Despite the focus on the environment, asset managers engage with less than 20% of their portfolio companies on climate impact on average, according to Redington’s 2021 Sustainable Investment Survey.
The study which polled 112 asset managers globally, covering 220 strategies and $10tn in assets under management (AUM), examined the methodology used by managers to engage with investees on sustainability topics.
It found managers engaged with less than 15% of portfolios on the topic of net zero, despite 63% of managers reporting they had made commitments to Paris targets or similar, and less than 11% had addressed Scope 3 emissions with companies.
Scope 3 emissions is defined by the Greenhouse Gas Protocol, a joint initiative of World Resources Institute and WBCSD with the aim of keeping the global temperature rise below 1.5 degrees Celsius. It targets the entire organisation and specifies 15 categories, including purchased goods, waste generated, fuel-related activities, use of sold products, investments, franchises and employee commuting.
“It is widely recognised that climate-related risks not only affect our planet, but the economy too – a sentiment seemingly echoed by asset managers through the various public net-zero commitments made over the past year or so,” said Anastasia Guha, global head of sustainable investment at Redington.
She added, “Yet in order to really make progress, our industry must continue to close the gap between the words we use and what we deliver in practice. These actual levels of engagement imply that some of our words could be akin to greenwashing, which doesn’t help anyone,” she added.
Redington found that it is not just climate impact that lack attention from asset managers.

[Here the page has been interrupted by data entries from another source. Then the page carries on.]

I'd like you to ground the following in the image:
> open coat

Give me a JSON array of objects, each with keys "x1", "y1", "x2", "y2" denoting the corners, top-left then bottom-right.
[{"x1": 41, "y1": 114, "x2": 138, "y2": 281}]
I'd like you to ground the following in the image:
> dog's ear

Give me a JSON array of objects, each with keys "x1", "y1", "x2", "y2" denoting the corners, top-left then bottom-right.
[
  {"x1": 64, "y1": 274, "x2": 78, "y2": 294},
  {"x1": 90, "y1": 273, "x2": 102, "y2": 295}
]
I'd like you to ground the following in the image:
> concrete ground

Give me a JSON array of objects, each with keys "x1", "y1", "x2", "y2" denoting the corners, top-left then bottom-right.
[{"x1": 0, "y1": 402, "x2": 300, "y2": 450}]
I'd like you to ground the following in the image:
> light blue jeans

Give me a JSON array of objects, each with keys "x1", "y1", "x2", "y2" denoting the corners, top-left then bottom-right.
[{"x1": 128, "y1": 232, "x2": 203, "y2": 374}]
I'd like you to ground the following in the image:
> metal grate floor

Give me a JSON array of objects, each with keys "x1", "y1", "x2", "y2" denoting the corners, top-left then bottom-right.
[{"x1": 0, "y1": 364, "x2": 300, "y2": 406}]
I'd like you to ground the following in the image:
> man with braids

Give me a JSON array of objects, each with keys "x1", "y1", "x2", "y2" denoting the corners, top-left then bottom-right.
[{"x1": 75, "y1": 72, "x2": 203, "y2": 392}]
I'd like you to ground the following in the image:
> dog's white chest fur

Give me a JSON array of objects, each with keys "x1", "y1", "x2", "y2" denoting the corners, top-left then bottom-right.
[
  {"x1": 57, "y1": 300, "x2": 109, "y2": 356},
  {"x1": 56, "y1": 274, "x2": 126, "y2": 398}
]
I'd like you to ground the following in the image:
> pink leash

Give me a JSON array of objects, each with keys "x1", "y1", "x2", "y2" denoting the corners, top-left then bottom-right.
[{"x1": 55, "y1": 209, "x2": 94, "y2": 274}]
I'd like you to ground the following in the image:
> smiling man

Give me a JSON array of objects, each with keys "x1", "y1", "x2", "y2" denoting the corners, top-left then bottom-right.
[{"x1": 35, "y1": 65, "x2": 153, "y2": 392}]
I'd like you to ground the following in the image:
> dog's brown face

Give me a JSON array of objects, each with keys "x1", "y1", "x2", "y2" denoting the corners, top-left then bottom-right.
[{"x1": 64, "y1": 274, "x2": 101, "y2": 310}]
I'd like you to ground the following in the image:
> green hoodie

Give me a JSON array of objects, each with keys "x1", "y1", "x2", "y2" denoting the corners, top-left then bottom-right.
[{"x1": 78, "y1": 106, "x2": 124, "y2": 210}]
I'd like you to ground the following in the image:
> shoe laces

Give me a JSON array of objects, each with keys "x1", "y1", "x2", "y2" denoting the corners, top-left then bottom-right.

Supply chain human rights & pollution, and biodiversity also had low levels of engagement, with 9% and 8% of portfolios having been engaged on these topics respectively.
Guha said that given the material impact of these issues on clients and beneficiary interests, it is imperative asset managers direct their attention to these areas.
As to broader integration of climate-related risks and opportunities, the survey found that only 80% incorporate the measurement and assessment of these factors into their investment processes.
The research also raised concerns around the extent to which this integration was translated into concrete investment decisions, as well as around an inability for asset managers to differentiate between the various components of environment, social and governance (ESG).
For example, only 64% could provide an example of where an investment decision had been affected by a climate view in the last six months.
Moreover, when asked for specific examples where investments had been sold based on climate change views, several asset managers referred to decisions based on social factors, rather than climate.
“Assessing asset managers’ and specific investment teams’ climate and ESG capabilities is a key input into our asset manager research process as we believe it’s fundamental to having a robust strategy that’s aligned with our clients’ climate objectives,” said Guha.
“Only by working together as an industry will we be able to tackle the monumental task that climate change poses and help drive the global transition to net zero.”